Durch die Online-Klärung deiner Anfragen werden Kosten gespart. Auch dass die Heizungsbauer keinen Showroom oder Laden unterhalten müssen, schlägt sich letztendlich in Einsparungen für dich nieder. Ebenso verhält es sich mit Lagerkosten – die Geräte (Heizkessel und Heizkörper, Pumpen, Solaranlagen, etc.), die dann bei dir eingebaut werden, lagern nicht irgendwo kostenintensiv, sondern werden vom Heizungsbauer direkt beim Hersteller für dich geordert.

Habe ich Garantie auf die neue Heizung?

Du hast zwei verschiedene Garantien: die Garantie auf die Geräte selbst (Laufzeit der Garantie abhängig vom Hersteller) sowie eine Garantie auf die Einbauarbeiten. Einige Portale verlängern diese freiwillig auf fünf, mitunter gar 10 Jahre.

Nutzen die Heizungsbauer Markengeräte

Alle auf HeizungsbauerCheck untersuchten Heizungsbauer bieten Geräte unterschiedlicher Hersteller an. Immer sind namhafte Marken dabei: Buderus, Vaillant, Viessmann, Junkers, Wolf, dazu auch Brötje, Remeha, ETA, Waterkotte, SolarEis und Jaga. Unter diesen Geräten gilt es sich zu entscheiden; greif auf die angebotene Beratung zurück!

Wer baut die Heizung dann ein?

Alle Anbieter operieren deutschlandweit, die meisten auch mit eigenen Filialen und Notruf-Stützpunkten in deiner Nähe. In der Regel kommt also ein Heizungsbauer zu dir, der bei dem von dir ausgesuchten Unternehmen angestellt ist.

Gibt es auch einen Notdienst?

Alle Heizungsbauer unterhalten einen eigenen Notdienst bzw. kooperieren mit Anbietern vor Ort, an die du dich dann wenden kannst, sollte es zu Störungen kommen. Manche der hier vorgestellten Portale gehen dazu noch eine Schritt weiter und bieten dir eine regelmäßige Wartung deiner neuen Heizung an, auch wenn das Unternehmen seinen Sitz ganz woanders in Deutschland hat.

Gibt es Fördergelder für den Heizungsumbau?

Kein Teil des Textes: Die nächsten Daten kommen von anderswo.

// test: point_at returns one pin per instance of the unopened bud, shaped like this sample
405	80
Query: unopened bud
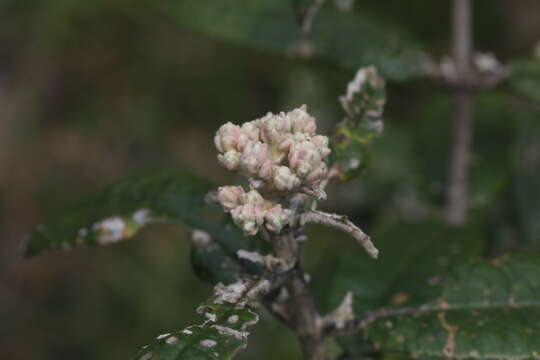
274	127
230	196
321	142
276	218
248	218
318	174
227	137
304	158
284	179
253	197
249	132
254	156
265	172
301	121
231	159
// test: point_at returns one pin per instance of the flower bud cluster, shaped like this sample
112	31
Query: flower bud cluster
250	210
281	152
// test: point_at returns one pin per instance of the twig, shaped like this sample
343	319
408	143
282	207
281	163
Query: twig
457	188
300	307
341	223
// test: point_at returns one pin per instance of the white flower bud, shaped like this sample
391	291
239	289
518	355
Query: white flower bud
265	172
304	157
274	127
248	133
248	217
317	174
253	197
321	142
227	137
254	156
284	179
230	196
276	218
231	159
301	121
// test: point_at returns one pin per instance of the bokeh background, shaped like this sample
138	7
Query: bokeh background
93	91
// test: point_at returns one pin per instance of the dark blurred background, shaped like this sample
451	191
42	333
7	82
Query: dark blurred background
91	91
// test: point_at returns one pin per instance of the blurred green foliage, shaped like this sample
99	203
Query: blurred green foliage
91	91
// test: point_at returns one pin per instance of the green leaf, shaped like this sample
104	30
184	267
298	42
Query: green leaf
363	105
487	310
211	262
524	78
221	336
413	258
214	253
271	26
527	178
119	211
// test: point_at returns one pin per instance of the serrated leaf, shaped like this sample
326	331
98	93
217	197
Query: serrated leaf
363	104
524	78
487	310
210	261
527	178
413	258
271	26
120	210
221	336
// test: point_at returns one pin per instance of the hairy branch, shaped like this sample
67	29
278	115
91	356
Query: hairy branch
341	223
457	188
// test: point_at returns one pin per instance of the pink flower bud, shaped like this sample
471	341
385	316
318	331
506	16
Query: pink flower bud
248	133
248	218
284	179
274	127
321	142
227	137
253	197
231	159
301	121
318	174
276	218
304	158
265	172
230	196
253	157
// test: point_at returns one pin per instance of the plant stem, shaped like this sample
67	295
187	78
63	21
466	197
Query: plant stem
457	188
302	314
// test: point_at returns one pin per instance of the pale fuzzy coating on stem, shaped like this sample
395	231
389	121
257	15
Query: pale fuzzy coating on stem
263	148
341	223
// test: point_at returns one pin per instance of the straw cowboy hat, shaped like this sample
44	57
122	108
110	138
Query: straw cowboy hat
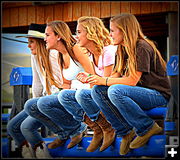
35	31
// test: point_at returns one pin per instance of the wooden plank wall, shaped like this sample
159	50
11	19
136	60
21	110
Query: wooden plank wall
24	13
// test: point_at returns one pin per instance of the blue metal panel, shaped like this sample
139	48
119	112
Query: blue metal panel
5	148
21	76
154	148
173	66
160	112
169	126
5	117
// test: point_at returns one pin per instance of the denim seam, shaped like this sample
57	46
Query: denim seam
115	113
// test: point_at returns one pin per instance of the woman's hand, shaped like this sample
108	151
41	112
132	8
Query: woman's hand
82	77
96	80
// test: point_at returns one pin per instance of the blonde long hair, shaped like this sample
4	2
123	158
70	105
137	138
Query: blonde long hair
42	54
96	31
44	63
131	29
60	28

Es gibt verschiedene Förderprogramme, die bei der Finanzierung eines Umbaus helfen. Auf den Seiten der meisten Anbieter findest du weitere Infos dazu, teils auch gleich inklusive Antragsformular zum Herunterladen. Auch Beratung bieten die auf HeizungsbauerCheck.de vorgestellten Portal an: mal ausführlicher, sogar inklusive der Beantragung der Gelder für dich; mal weniger umfangreich. Das haben wir als Kriterium für unseren Vergleich aufgenommen; schau also einfach mal auf unsere Heizungsbauer-Vergleichsseite.

Wie hoch sind die Fördergelder

Wie hoch die Förderung für einen Heizungsumbau ist, hängt von der aktuellen bzw. der neuen Heizung ab. Lass dich von den Anbietern beraten – so testest du auch gleich ihren Kundenservice.